Luce, natura, spazio ed eleganza delle forme. Sono questi gli ingredienti che nelle mani di Maria Savino si trasformano nelle singolari ed esclusive opere di Percorsi luminosi, la mostra che dal 22 settembre al 14 ottobre 2016 arricchisce gli spazi della Sala Giubileo presso il Complesso del Vittoriano – Ala Brasini diRoma.
Con 23 opere – alcune delle quali realizzate appositamente per l’esposizione romana come quelle della serieFrammenti -, la mostra racconta gli aspetti più significativi dell’evoluzione stilistica e della ricerca artistica in continua trasformazione di Maria Savino (1971, Vimercate), artista poliedrica che ha scelto la luce come medium espressivo principale del suo lavoro.
Elemento in grado di valicare confini e barriere spaziali, scevro di alcun limite di intensità e manifestazione emblematica della vita, è la luce che viene qui adoperata come relazione di idee, collegamento tra gli oggetti e amplificatore di concetti.
Attraverso un affascinate e onirico percorso ideato come un gioco infinito, la mostra Percorsi luminosi trova il suo fulcro nell’opera Torre di Babele. Ruota della preghiera (2012): “Ho plasmato l’argilla creando tanti mattoni. – racconta l’artista Maria Savino – Mattone sopra mattone ho realizzato questa torre rossa, un muro, un cilindro che gira e rigira, abbatte la barriera, apre un varco. Ci sorprende. Una luce abbagliante arricchita da molteplici colori. Giallo, blu, rosso, verde, bianco. Palpita rivelando ogni sfumatura, ogni preziosa diversità (come madre natura ci insegna, la diversità è un dono da sostenere, da difendere). La luce li unisce, si anima, creando una danza di colori infiniti, come fa l’arcobaleno.”
Ad aprire il percorso espositivo, una sequenza dei primi lavori realizzati con lastre in acciaio di forte impatto visivo (come in Percorsi luminosi Rosa e Percorsi luminosi Celeste del 2015), possenti e sinuose forme attraversate da fili di vari colori che si riflettono sulla superficie specchiante dando vita a visioni e sensazioni differenti per l’osservatore.
In questo continuum cronologico ed evolutivo, l’artista presenta poi installazioni tridimensionali luminose monocrome, che amplificano le tematiche già evidenziando il percorso di sinaptici collegamenti per un do ut des: lavori realizzati con materiali e tecnologia semplici (materiali come fili, lampadine led, sfere in plexiglass, smalti, foto, quotidiani, radiografie e altro ancora), che si presentano al visitatore con sfere luminose su basi uniformi di vari colori, come satelliti dai quali partono fili opachi, come rami di vegetazione, segnali di vita. Appartengono a questa sezione opere delle serie Frammenti e Filo conduttore. Fili radicati sorgono e viaggiano su tragitti liberi per relazionare “Mondi” (sfere) e realtà differenti (nell’opera Filo conduttore 6 le sfere, come nel sistema Copernicano, orbitano nell’immenso giallo solare come pianeti culturali relazionati da “fili conduttori”).

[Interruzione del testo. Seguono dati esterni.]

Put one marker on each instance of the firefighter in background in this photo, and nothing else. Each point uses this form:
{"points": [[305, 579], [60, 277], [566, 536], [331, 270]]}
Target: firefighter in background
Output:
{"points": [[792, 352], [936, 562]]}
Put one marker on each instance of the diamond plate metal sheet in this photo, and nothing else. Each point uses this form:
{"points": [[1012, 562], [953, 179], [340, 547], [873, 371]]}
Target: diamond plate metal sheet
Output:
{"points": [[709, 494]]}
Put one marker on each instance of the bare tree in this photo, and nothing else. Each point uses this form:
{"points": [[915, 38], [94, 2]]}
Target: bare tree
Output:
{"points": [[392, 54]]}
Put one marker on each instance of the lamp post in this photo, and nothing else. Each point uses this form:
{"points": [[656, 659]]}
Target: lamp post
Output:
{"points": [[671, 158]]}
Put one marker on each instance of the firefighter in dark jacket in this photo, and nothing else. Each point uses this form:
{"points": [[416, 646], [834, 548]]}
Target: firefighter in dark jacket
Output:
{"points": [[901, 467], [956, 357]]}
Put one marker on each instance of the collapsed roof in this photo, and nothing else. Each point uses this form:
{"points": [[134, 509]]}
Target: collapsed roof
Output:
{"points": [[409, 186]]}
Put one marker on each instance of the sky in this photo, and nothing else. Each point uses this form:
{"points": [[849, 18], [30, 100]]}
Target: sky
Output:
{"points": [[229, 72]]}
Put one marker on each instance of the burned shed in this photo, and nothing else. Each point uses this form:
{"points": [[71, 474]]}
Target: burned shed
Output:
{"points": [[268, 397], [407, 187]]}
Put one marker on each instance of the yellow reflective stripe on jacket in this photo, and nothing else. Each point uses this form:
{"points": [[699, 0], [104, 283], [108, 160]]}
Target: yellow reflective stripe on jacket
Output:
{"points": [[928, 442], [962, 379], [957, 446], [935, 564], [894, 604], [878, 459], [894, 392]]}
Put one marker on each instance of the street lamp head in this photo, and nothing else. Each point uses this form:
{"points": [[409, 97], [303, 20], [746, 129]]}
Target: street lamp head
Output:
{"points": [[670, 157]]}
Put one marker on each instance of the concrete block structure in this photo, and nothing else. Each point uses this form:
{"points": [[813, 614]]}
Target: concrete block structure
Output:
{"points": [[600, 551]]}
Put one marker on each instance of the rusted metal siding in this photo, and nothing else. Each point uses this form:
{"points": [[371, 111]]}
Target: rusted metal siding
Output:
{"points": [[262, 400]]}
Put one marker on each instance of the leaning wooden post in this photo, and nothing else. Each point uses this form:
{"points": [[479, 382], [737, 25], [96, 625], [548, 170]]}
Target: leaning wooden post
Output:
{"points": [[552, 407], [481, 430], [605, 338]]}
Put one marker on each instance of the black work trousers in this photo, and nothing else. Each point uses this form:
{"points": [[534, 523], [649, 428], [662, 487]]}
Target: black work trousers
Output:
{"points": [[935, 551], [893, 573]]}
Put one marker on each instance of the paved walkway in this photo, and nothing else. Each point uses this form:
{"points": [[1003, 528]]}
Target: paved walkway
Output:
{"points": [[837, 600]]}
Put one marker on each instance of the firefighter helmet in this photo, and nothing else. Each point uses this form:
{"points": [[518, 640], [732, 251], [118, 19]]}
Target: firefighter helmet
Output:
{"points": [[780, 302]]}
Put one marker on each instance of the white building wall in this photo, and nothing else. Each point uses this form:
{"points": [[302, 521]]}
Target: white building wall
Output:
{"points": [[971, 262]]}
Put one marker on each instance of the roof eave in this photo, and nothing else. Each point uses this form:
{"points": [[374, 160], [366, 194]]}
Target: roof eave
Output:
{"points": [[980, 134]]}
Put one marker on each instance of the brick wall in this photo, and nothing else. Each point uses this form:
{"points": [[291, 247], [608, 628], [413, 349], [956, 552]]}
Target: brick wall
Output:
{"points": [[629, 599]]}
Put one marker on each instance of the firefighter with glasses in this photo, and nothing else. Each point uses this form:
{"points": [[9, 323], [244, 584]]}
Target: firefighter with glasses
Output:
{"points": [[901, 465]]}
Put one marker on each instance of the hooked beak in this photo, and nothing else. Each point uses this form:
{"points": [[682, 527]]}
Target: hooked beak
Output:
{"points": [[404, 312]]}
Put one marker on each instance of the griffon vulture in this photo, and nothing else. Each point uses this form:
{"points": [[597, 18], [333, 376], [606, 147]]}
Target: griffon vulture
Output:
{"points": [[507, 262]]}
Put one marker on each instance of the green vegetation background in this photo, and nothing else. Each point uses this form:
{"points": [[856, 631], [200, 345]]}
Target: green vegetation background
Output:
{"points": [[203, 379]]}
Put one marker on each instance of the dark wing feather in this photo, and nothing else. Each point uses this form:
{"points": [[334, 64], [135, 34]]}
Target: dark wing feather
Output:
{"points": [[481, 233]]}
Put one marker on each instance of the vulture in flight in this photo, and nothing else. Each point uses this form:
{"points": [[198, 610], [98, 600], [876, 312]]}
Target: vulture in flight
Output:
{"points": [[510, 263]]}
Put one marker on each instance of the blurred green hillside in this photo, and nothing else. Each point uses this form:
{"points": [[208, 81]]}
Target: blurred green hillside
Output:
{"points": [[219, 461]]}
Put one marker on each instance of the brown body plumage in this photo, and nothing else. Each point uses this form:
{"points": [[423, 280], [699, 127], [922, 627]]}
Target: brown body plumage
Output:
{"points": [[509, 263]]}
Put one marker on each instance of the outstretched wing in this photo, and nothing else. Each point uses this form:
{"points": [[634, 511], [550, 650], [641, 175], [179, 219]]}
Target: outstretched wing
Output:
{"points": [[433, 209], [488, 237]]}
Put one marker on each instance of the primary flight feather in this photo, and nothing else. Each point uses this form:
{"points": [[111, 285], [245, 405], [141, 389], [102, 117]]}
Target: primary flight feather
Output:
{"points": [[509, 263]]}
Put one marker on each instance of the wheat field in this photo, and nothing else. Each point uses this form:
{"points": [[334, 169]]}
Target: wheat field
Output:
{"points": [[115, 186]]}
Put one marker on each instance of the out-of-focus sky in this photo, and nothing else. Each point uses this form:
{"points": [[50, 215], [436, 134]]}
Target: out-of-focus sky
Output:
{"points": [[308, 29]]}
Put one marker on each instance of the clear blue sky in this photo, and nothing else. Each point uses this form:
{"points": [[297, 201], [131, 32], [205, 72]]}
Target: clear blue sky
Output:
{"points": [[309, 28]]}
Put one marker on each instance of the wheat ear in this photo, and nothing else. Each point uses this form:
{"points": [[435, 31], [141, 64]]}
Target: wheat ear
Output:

La sfericità rende più limpido il linguaggio eliminando angoli chiusi e reconditi, in cui ogni singolo spazio acquisisce pari dignità indipendentemente da ciò che lo anima e dall’energia che lo fa pulsare. Il cangiante alternarsi di colori determina, infine, la dialettica (dei fili) tra opposti (Filo conduttore 8, 2016).
La mostra si conclude con la sua produzione più recente – testimonianza di un percorso reale e/o mentale -, che trae ispirazione dalla ricerca dell’essenza di un vissuto allo stesso tempo individuale e sociale, estrapolando dal caos l’essenza positiva che, come un faro, indica nuovi percorsi luminosi (fanno parte di questo periodo opere come Frammenti fanciulleschi e Frammenti di verità del 2016).
È così che, in alcune installazioni tridimensionali, le sfere diventano trasparenti e riempite con frammenti di radiografie (Frammenti. Introspezione materna del 2016) o di mappe geografiche di territori visitati, input trasudanti di tradizioni e culture differenti che permettono di individuare ed esprimere nuovi stimoli (Frammenti. Percorsi mentali del 2016).